Since Tesla announced its intention to build one in the summer of 2021, humanoid robots have been emerging. Sanctuary Cognitive Systems Corporate (or Sanctuary AI) just reached a major milestone.
Phoenix, a form factor from Vancouver, British Columbia, was unveiled. The 5’7′′, 155-pound bipedal robot aims to augment (or replace) humans. It can lift 55 pounds and travel three miles per hour.
The system has 20-degree hands “that rival human hand dexterity and fine manipulation with proprietary haptic technology that mimics the sense of touch.”
The company deployed Phoenix’s predecessor at a Mark’s retail store outside Vancouver in March. The fifth-generation system completed “110 retail-related tasks, including front- and back-of-store activities such as picking and packing merchandise, cleaning, tagging, labeling, folding, and more, in a week-long pilot.
General purpose is another important aspect of these humanoid robots.

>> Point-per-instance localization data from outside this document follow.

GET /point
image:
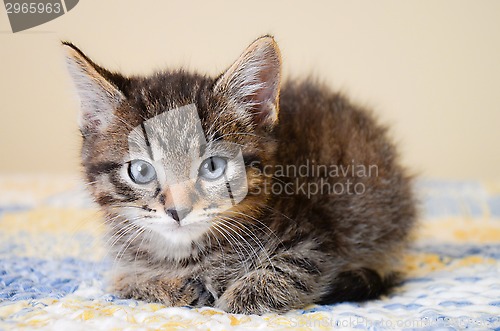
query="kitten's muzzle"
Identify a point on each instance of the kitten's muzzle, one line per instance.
(177, 214)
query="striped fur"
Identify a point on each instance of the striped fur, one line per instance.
(271, 251)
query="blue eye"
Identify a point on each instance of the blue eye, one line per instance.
(213, 167)
(141, 172)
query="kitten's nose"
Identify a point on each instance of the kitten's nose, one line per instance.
(177, 214)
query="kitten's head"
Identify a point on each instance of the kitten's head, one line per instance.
(175, 153)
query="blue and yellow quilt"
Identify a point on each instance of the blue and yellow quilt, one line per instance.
(52, 269)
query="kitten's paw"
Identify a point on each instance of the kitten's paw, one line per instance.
(171, 292)
(259, 292)
(196, 293)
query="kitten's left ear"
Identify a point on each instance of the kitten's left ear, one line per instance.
(99, 96)
(253, 82)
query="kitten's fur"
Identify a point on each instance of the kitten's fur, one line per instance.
(271, 252)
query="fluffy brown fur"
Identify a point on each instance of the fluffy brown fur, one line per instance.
(273, 251)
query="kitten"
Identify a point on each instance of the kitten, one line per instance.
(240, 192)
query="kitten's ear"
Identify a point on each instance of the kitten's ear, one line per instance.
(253, 81)
(98, 96)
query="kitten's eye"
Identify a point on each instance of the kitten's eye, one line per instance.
(141, 172)
(213, 167)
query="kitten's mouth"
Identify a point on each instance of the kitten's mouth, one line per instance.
(169, 225)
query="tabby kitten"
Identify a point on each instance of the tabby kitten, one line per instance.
(240, 192)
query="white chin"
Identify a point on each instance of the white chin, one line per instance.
(175, 241)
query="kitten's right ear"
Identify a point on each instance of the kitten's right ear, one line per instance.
(98, 96)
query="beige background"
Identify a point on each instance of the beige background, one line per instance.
(431, 69)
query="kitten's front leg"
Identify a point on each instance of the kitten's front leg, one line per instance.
(265, 290)
(187, 291)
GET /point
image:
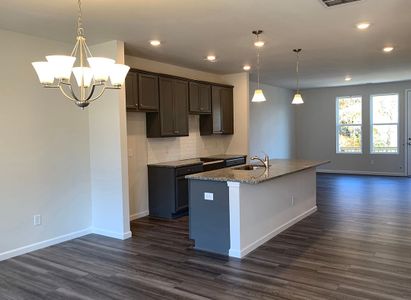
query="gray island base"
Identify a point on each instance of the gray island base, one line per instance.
(234, 211)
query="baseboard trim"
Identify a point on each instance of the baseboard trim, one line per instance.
(352, 172)
(44, 244)
(269, 236)
(139, 215)
(112, 234)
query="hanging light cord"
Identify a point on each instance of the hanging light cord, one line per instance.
(258, 69)
(297, 71)
(80, 29)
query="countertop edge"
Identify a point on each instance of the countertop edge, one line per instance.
(198, 176)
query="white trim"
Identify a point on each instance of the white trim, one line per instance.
(352, 172)
(44, 244)
(112, 234)
(243, 252)
(377, 124)
(235, 214)
(406, 134)
(139, 215)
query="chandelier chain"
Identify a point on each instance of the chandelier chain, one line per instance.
(80, 29)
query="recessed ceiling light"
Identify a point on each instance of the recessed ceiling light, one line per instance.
(259, 43)
(155, 43)
(211, 58)
(363, 25)
(388, 49)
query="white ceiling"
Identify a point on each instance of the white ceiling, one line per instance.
(191, 29)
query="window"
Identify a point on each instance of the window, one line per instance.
(384, 123)
(349, 121)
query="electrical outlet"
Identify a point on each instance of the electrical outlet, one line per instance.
(37, 220)
(209, 196)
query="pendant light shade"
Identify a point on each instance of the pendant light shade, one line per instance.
(258, 93)
(298, 99)
(258, 96)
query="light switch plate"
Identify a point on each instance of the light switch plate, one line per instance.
(209, 196)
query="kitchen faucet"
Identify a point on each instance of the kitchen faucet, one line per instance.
(266, 161)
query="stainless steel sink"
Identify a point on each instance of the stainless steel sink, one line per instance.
(249, 167)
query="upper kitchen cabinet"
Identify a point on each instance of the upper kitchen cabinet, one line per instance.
(172, 118)
(200, 98)
(221, 121)
(142, 92)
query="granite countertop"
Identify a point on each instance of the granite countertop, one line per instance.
(278, 168)
(194, 161)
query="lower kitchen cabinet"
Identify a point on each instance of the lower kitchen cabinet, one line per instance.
(168, 190)
(168, 187)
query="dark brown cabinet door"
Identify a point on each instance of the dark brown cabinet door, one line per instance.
(217, 109)
(205, 98)
(227, 111)
(221, 121)
(194, 97)
(148, 92)
(166, 107)
(131, 91)
(200, 98)
(180, 94)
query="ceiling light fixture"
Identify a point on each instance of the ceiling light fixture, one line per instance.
(298, 99)
(258, 93)
(91, 73)
(388, 49)
(155, 43)
(258, 43)
(211, 58)
(363, 25)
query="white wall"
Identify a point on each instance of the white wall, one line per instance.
(108, 154)
(316, 133)
(44, 151)
(272, 123)
(142, 151)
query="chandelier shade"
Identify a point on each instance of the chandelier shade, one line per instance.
(90, 73)
(44, 72)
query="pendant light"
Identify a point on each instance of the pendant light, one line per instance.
(298, 99)
(258, 93)
(91, 73)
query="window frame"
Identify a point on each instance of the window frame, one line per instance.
(338, 125)
(372, 124)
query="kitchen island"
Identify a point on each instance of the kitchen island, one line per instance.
(235, 210)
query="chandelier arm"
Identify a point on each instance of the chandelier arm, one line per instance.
(99, 95)
(91, 92)
(72, 98)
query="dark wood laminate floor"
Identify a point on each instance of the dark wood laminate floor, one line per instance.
(357, 246)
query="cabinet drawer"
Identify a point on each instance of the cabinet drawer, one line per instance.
(235, 161)
(189, 170)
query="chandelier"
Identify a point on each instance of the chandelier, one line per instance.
(91, 74)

Building a system that can do anything its human coworkers can do is harder than building the hardware.
“We designed Phoenix to be the most sensor-rich and physically capable humanoid ever built and to enable Carbon’s rapidly growing intelligence to perform the broadest set of work tasks possible,” says co-founder and CEO Geordie Rose. “We envision a future where general-purpose robots are as common as cars, helping people do work when there aren’t enough people.”

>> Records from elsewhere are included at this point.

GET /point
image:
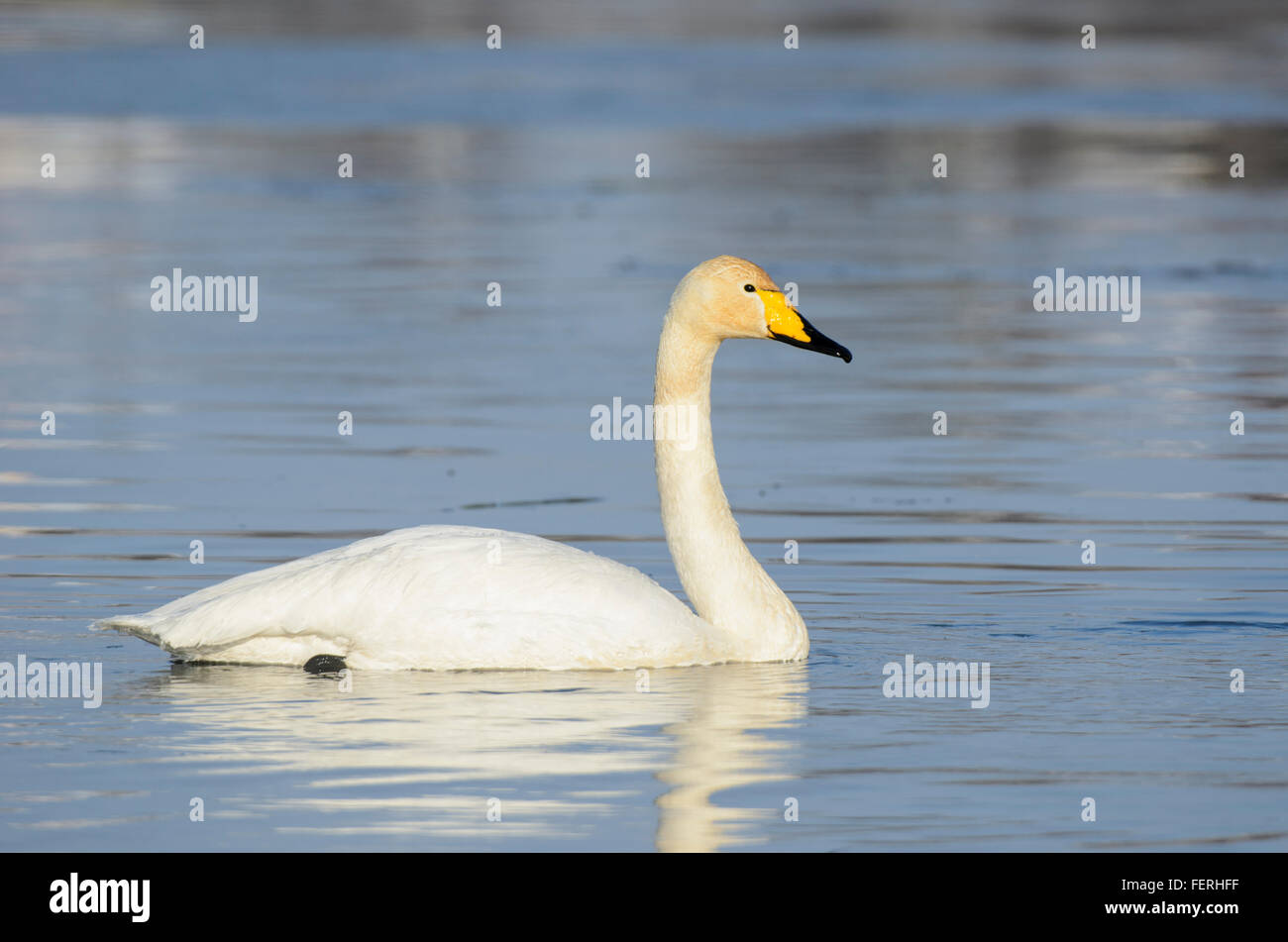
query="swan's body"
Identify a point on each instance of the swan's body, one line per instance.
(451, 597)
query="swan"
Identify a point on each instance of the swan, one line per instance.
(463, 597)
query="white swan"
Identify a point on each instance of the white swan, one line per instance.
(452, 597)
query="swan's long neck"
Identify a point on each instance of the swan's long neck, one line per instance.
(720, 576)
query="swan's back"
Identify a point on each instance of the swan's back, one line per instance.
(438, 597)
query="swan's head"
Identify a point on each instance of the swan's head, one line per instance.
(728, 297)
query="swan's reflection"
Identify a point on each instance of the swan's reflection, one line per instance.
(574, 757)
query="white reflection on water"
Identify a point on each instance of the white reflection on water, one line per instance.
(417, 756)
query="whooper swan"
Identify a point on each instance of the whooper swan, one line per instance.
(454, 597)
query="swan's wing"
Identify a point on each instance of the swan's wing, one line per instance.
(436, 597)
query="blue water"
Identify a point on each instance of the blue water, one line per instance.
(1109, 680)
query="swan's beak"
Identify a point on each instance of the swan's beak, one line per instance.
(786, 325)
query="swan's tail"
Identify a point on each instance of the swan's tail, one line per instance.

Sanctuary’s Carbon platform powers general-purpose
“To be general-purpose, a robot needs to be able to do nearly any work task the way you’d expect a person to, in the environment where the work is,” Rose says. “While it is easy to get fixated on the physical aspects of a robot, our view is that the robot is just a tool for the real star of the show, which is our proprietary AI control system, the robot’s carbon-based mind.”
Sanctuary announced a Series A investment of near $60 million last March. Eight months later, the Canadian government invested $30 million, bringing its total funding above $100 million.
Sanctuary shows where the race to build the perfect humanoid robot stands without the renders. Phoenix isn’t as sleek as it looks, but that doesn’t diminish its achievements. Remember, we’re early in something big.